Macromolecular Interactions: Aptamers

Christopher L Warren, VistaMotif LLC, Madison, Wisconsin, USA
Appesh Mohandas, University of Wisconsin–Madison, Madison, Wisconsin, USA
Ishan Chaturvedi, Indian Institute of Technology, Kharagpur, India
Aseem Z Ansari, University of Wisconsin–Madison, Madison, Wisconsin, USA

Published online: September 2009

DOI: 10.1002/9780470015902.a0003146

Aptamers are composed of nucleic acids or peptides and target many types of different molecules, including proteins and ligands, such as hormones and antibiotics. Nucleic acid aptamers can adopt diverse structures, including G-quadruplexes, bubbles, bulges, multiway junctions and pseudoknots. Aptamers have been developed against a multitude of proteins and small molecules. The versatility of aptamers to recognize nearly any biomolecule in a very specific manner makes them effective as diagnostic tools and attractive as potential therapeutics. Currently, the systematic evolution of ligands by exponential enrichment (SELEX) technique is the standard method to isolate an aptamer to a specific molecule. However, recent advances in microarrays offer much potential for isolating aptamers in a more efficient and effective method than SELEX.

Key Concepts

  • Aptamers are nucleic acids or peptides designed to target a wide variety of molecules such as proteins and small molecules such as hormones and antibiotics, with exquisite precision.
  • Nucleic acid aptamers can adopt diverse structures, including G-quadruplexes, bubbles, bulges, multiway junctions and pseudoknots.
  • Aptamers have been developed against a multitude of proteins and small molecules; an abridged table is included in this article.
  • The versatility of aptamers to recognize nearly any biomolecule in a very specific manner makes them effective as diagnostic tools and attractive as potential therapeutics.
  • Systematic evolution of ligands by exponential enrichment (SELEX) technique is the standard method to isolate an aptamer to a specific molecule.
  • Recent advances in microarrays present a new method for isolating aptamers in a potentially more efficient and effective manner than SELEX.
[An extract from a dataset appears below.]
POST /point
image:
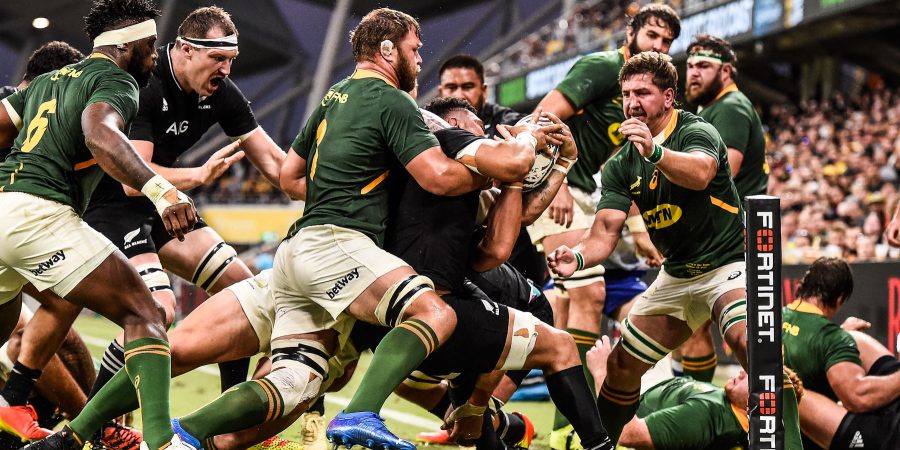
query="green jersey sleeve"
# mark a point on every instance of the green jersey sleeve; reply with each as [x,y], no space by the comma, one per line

Keywords: aptamers; SELEX; diagnostics; therapeutics; microarray

Figure 1. Examples of nucleic acid aptamers. Left: DNA stem-loop aptamer targeted against angiogenin (Kim and Jeong, 2003; Nobile et al., 1998; Wiegand et al., 1996). Middle: RNA G-quadruplex aptamer targeted against immunoglobulin E (Kim and Jeong, 2003; Nobile et al., 1998; Wiegand et al., 1996). Right: RNA pseudoknot targeted against nucleocapsid protein of HIV-1 (Kim and Jeong, 2003; Nobile et al., 1998; Wiegand et al., 1996).
Figure 2. Schematic of a SELEX experiment. The general SELEX process starts at Step 1 with a large library of nucleic acids (approximately 1015 different sequences). During Steps 2–4, a target molecule is bound to the nucleic acid pool, and the bound nucleic acids are separated from the population. In Step 5, the bound nucleic acids are removed from the target molecule. The selection rounds of Steps 2–5 are repeated until a final set of aptamers are chosen with the desired affinity and specificity for the target molecule, and finishing with Step 6 in which the final pool of aptamers are cloned and sequenced. For counter-selection, the nucleic acids that do not bind the counter-selecting molecule are kept (rather than bound) and these are taken directly to Step 5.
Figure 3. Schematic of a microarray-based aptamer discovery system. A fluorescently labelled target molecule (e.g. cy3 labelled) is incubated with a microarray bearing millions of different aptamers (left panel). Each feature (square) on the microarray represents a unique aptamer that is repeated millions of times within that feature. The target molecule will preferentially bind certain aptamers (features) resulting in various intensities (middle panel). The percentage of aptamer bound at each feature is directly related to the affinity of the aptamer for the target molecule (right panel).
Figure 4. Rational search of aptamer structure and sequence space. The starting pool of nucleic acids for a SELEX experiment has approximately 1015 different sequences, whereas a standard microarray only has approximately 106. However, neither sequence set is able to exhaustively cover all possible 30–40 nucleotide sequences. Through the iterative microarray design earlier, the entire sequence space can be effectively searched rationally rather than randomly as by SELEX. In this case, a microarray that contains rough coverage of a multitude of different aptamer shapes is used initally (top panel). General shapes recognized by the target molecule are expanded upon in the second microarray design (middle panel). In the final design, the sequence of certain regions within the structural part of the best-binding aptamer are permuted (each colour represents a different sequence) (bottom panel).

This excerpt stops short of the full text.